Detective Colin Ward, from Greater Manchester Police, runs a specialist modern-slavery unit, and says the problem is so large police say they only know about the tip of the iceberg.
“Sex-trafficking is rife in the UK. We don’t have anywhere near the true picture of how many victims there are," he says.
“It must be miles bigger than what we know already.”
He continues: “People will have neighbours who are victims of sex trafficking. It’s got harder for us because they could be anywhere."
Elena's so-called "boyfriend" abandoned her as she fought for her life after being beaten and treated appallingly, leading to a haemorrhage.
"I started bleeding internally. I couldn't walk or crawl on my knees. I was about to die," she says.
Simone Lord - who works for modern slavery charity Medaille - added: "I've never seen anyone in that state before.
"She was repeatedly beaten. She'd been malnourished. She had burns. She had lots of wounds on her body.
"One of the consultants in there had estimated she only had 48 hours to live."
Now Elena is working with the police to help them investigate the sex trafficker who brought her to the UK.
And many like him snare their targets using the most sinister of methods.
Children as young as ten snared with 'lover-boy' method
Iana Matei runs the only shelter for trafficked children in Romania - and she says criminal gangs use a technique to snare children called the “lover-boy” method.
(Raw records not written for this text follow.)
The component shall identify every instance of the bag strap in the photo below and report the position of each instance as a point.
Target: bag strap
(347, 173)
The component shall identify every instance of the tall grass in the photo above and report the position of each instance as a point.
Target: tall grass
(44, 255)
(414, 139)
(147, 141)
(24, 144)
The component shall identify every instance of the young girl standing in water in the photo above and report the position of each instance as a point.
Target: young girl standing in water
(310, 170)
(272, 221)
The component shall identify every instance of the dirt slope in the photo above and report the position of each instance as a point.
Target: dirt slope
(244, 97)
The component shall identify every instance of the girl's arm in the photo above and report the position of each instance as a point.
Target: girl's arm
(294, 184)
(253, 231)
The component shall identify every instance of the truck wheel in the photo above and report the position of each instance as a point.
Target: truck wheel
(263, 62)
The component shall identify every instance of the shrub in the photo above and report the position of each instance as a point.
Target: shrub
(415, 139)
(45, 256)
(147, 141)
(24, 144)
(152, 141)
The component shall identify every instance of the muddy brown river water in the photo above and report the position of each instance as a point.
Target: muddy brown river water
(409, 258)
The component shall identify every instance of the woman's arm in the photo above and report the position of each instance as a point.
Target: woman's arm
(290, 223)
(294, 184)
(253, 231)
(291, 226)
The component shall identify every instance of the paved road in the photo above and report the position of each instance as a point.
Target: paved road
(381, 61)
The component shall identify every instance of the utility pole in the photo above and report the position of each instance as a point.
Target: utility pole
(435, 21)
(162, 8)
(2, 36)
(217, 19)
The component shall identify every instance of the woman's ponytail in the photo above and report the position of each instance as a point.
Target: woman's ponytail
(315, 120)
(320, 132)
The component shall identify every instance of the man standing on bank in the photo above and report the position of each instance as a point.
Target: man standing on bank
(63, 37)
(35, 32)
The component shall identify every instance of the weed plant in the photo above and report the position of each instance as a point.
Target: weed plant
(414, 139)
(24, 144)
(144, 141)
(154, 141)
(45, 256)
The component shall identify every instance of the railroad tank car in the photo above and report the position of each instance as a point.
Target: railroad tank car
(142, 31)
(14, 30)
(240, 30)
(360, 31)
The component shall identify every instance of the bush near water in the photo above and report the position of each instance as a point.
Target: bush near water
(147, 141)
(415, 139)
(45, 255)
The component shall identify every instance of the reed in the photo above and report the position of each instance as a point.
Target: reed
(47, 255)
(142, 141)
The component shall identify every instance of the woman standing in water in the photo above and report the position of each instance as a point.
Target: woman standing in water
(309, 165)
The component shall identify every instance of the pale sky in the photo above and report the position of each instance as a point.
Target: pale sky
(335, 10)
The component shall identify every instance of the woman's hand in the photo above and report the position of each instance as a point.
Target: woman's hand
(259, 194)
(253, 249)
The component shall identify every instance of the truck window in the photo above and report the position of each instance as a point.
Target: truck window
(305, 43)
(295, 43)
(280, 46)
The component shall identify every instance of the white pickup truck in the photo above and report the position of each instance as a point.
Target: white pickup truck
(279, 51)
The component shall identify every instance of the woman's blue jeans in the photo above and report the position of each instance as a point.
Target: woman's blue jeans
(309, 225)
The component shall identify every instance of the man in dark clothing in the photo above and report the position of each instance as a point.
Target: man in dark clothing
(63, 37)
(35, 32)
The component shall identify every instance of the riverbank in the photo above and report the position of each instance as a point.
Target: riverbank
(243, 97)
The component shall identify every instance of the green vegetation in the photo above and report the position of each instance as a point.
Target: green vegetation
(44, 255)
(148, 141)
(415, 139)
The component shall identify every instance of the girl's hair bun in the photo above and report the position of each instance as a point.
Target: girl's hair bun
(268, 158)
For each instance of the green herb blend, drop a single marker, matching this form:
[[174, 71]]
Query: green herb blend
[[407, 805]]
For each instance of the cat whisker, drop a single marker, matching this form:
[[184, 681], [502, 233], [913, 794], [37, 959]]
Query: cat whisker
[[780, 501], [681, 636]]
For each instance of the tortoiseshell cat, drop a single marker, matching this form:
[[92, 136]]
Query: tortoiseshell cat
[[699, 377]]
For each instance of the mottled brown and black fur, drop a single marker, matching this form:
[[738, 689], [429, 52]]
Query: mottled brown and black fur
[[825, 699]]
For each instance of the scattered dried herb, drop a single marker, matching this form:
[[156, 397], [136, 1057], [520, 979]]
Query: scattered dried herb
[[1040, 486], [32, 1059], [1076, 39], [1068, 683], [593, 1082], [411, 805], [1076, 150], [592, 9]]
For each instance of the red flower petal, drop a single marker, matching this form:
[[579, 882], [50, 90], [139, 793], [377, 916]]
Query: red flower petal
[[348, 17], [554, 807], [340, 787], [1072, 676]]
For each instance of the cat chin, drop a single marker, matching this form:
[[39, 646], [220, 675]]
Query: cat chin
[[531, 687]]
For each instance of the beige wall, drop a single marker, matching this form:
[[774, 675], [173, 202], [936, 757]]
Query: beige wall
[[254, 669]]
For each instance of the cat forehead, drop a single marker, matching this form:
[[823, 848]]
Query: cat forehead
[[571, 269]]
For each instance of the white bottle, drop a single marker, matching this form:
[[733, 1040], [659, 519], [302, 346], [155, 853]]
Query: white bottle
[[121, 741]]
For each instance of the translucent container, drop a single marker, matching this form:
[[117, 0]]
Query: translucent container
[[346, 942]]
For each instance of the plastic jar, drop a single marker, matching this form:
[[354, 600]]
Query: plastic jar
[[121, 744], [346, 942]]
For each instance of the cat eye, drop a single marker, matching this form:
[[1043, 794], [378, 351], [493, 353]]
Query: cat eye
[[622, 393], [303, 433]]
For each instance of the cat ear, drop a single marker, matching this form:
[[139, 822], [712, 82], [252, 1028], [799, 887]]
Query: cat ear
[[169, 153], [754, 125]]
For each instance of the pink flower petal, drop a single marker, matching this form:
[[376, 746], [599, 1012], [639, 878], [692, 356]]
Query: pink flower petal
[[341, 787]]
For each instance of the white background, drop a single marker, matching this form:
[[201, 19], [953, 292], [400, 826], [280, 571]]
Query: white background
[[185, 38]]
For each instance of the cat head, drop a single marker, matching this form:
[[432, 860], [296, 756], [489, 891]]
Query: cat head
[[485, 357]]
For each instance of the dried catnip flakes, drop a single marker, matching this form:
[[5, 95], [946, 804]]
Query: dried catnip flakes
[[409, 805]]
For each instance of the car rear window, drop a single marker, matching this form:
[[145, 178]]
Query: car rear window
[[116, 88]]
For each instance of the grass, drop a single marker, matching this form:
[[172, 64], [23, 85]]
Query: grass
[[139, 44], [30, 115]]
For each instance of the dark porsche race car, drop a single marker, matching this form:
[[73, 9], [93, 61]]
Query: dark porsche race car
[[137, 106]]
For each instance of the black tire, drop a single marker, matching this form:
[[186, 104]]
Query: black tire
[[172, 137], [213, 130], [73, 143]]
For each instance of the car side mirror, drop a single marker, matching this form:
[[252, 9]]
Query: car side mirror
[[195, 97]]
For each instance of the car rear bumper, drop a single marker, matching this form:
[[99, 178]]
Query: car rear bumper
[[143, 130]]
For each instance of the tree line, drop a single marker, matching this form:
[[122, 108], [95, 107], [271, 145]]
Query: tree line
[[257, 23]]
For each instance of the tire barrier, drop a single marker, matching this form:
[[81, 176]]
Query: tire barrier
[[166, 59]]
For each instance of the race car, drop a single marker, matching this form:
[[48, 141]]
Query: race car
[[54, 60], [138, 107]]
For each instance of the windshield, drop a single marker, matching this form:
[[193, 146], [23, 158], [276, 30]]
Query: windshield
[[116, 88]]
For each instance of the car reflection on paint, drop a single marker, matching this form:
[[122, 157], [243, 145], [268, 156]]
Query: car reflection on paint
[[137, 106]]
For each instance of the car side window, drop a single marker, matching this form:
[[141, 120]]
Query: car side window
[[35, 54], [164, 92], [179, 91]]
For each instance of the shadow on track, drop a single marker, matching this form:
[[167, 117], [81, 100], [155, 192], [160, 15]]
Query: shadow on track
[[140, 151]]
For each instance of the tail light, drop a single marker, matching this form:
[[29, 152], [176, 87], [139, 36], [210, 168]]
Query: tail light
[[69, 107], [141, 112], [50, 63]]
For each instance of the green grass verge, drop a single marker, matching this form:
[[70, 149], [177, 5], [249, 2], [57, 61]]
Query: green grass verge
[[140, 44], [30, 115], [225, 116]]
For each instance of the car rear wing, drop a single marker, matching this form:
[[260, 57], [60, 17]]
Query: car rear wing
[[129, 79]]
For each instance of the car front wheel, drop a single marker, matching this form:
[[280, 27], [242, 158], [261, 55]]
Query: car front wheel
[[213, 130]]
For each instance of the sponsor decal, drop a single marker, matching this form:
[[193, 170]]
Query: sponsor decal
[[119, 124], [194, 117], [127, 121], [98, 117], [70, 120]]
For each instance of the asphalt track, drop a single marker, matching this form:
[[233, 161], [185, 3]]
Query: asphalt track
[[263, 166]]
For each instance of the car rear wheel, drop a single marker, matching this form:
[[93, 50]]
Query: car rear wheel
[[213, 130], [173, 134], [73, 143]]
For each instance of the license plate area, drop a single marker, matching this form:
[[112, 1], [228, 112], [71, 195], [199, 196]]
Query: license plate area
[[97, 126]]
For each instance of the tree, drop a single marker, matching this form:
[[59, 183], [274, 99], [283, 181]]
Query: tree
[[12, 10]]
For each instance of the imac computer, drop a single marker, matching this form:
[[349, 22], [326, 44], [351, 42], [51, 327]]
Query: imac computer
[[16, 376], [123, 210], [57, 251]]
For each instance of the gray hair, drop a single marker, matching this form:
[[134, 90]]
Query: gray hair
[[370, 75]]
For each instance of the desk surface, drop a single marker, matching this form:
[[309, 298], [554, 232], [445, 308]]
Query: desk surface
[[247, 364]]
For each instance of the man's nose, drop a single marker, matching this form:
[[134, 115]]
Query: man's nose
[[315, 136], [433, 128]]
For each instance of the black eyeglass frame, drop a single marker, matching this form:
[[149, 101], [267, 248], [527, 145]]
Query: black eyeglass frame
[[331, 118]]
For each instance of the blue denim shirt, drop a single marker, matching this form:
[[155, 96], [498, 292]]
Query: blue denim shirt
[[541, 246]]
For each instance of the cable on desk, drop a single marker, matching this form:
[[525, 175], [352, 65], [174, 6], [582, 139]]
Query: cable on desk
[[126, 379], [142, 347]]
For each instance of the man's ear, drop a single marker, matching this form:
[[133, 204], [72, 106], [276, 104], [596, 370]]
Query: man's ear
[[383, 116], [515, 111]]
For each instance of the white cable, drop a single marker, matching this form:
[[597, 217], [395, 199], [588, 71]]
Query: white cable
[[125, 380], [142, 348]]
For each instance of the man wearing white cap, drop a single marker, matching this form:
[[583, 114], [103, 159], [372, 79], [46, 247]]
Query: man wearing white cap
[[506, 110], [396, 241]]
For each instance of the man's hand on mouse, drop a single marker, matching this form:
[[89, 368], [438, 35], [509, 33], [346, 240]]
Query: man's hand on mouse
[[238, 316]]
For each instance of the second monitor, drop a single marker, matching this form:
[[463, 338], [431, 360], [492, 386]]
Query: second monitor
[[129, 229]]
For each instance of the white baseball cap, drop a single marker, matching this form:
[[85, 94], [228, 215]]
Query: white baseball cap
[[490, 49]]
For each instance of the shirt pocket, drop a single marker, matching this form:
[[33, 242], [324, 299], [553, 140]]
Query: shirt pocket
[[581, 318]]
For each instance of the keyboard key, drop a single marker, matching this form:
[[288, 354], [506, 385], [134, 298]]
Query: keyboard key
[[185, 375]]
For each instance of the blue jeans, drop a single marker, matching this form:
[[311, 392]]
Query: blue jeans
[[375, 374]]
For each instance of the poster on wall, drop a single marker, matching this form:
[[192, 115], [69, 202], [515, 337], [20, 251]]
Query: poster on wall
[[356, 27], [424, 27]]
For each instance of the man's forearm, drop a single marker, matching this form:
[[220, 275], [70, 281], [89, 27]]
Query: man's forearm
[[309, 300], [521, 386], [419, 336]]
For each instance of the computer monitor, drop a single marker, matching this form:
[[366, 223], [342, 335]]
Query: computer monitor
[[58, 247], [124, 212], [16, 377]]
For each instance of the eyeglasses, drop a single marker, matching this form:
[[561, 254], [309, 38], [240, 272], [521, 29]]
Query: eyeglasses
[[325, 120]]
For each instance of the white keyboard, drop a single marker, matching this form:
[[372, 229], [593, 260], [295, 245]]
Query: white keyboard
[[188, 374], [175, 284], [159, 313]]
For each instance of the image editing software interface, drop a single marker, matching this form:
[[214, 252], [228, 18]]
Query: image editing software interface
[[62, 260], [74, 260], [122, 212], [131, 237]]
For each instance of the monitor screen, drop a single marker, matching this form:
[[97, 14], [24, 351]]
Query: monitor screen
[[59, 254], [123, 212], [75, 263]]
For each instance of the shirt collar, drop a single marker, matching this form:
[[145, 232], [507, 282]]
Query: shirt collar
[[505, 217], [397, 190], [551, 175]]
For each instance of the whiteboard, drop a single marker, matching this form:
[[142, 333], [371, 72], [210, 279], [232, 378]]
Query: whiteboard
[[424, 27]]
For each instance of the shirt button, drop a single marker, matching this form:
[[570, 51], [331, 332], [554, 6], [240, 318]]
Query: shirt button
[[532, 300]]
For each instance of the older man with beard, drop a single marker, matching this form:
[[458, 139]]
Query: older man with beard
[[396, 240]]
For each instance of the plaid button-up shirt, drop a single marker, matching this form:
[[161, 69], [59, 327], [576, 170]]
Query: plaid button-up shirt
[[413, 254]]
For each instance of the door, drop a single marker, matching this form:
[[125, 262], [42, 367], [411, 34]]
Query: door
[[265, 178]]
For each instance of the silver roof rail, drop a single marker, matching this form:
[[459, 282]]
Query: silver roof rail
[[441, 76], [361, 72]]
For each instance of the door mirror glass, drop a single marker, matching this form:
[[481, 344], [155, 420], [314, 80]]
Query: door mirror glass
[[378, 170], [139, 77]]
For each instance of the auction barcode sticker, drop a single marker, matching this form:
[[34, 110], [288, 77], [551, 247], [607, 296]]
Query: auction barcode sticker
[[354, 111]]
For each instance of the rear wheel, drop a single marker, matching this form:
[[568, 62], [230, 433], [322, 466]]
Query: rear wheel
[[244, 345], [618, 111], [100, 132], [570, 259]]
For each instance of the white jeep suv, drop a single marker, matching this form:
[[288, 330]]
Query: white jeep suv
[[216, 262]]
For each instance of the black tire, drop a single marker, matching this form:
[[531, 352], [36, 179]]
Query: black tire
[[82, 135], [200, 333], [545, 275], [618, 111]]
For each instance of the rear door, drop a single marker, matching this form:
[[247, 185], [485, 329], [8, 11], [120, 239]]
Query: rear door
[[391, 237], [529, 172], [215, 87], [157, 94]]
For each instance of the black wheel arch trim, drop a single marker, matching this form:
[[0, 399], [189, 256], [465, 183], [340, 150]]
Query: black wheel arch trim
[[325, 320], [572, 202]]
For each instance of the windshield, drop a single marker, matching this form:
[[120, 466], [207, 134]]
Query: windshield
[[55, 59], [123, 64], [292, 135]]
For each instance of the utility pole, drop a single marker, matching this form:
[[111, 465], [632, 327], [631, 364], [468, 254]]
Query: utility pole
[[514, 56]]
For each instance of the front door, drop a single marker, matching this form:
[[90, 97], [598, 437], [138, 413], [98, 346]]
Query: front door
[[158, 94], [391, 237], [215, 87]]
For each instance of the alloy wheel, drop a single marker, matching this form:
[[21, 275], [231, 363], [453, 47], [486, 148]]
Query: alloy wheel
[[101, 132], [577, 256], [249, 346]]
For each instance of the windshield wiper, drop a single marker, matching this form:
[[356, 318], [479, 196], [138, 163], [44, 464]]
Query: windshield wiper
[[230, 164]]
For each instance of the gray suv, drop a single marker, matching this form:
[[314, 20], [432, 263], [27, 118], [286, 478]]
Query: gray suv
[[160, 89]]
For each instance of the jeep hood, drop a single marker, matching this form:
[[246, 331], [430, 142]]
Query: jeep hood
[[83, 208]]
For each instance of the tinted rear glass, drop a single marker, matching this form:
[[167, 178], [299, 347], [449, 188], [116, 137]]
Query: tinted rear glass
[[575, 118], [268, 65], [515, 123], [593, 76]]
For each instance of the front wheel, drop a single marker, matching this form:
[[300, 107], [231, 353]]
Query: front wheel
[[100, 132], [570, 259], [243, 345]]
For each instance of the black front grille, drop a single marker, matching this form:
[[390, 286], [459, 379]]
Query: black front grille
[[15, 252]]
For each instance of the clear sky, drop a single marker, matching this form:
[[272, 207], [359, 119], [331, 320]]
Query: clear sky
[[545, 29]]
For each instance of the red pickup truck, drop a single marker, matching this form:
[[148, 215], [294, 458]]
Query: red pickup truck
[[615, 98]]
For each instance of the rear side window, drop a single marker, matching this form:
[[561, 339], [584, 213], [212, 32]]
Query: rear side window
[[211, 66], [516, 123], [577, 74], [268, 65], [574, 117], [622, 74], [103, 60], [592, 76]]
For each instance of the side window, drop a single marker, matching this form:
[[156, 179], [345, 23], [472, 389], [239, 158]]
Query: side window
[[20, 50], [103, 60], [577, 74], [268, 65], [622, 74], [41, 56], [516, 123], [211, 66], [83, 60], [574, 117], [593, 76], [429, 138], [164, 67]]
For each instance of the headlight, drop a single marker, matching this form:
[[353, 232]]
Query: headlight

“The lover-boy method is the most horrible method of recruiting girls," she says.
“There are recruiters in the school yards and they talk to the girls.
“I have a 13-year-old girl, Daniella, right here who is desperately trying to get back to her 52-year-old lover boy.
“When she runs away she tells the police, ‘I want to go to my lover boy, he’s 52-year-old and I love him’.”
Traffickers will brainwash girls and then when they are older take them abroad for lucrative sex work.
A loophole in Romanian law means that if a girl says she wants to go with the trafficker by choice, families have no way of getting their children home.
Meanwhile, Romanian police say they are too scarcely resourced to investigate every missing girl.
Cosmin Andreica, head of the Romanian policing union EUROPOL, said: “Every year we have more and more girls who are trafficked. The system is more than broken, the system is overwhelmed.
“We have more than 100 cases of disappearance in each county and only one to five police officers to investigate this kind of disappearance. It’s impossible.”
Missing girl, 15, rang Romanian cops 3 times before murder
In 2019, Romanian police were criticised after missing teenager Alexandra Macesanu’s calls for help went ignored.
The 15-year-old was kidnapped in the notorious trafficking city Caracal.
Using a mobile she found, she rang police three times and told them she had been raped and beaten.
One officer told her: “I can't stay with you on the phone. We have other calls."
They traced her calls 16 hours after she begged for help and then waited a further 10 hours outside kidnapper Gheorghe Dinca’s house.
By the time they entered the property Dinca told police he had killed her and burned her body.
But Alexandra’s mum, Tudorița, believes this is not the full story.
“I don't believe Alexandra is dead. I truly believe that she's been trafficked to somewhere else," she says.
'I'm a victim, I need help'
Victims' lack of trust in Romanian police has a ripple effect once they are trafficked to the UK, with the majority unwilling to reach out to British cops.
“Romanian women, in general, have very little trust in the police," says Det Ward.
“The experience they have with the police in their own country can be really poor.”
“I’ve been doing this for 14 years now and I can count on one hand how many victims have said ‘I’m a victim, I need help.’
“We’re not getting enough cases to court.”
SOLD: Sex Slaves Next Door airs tonight on BBC Two.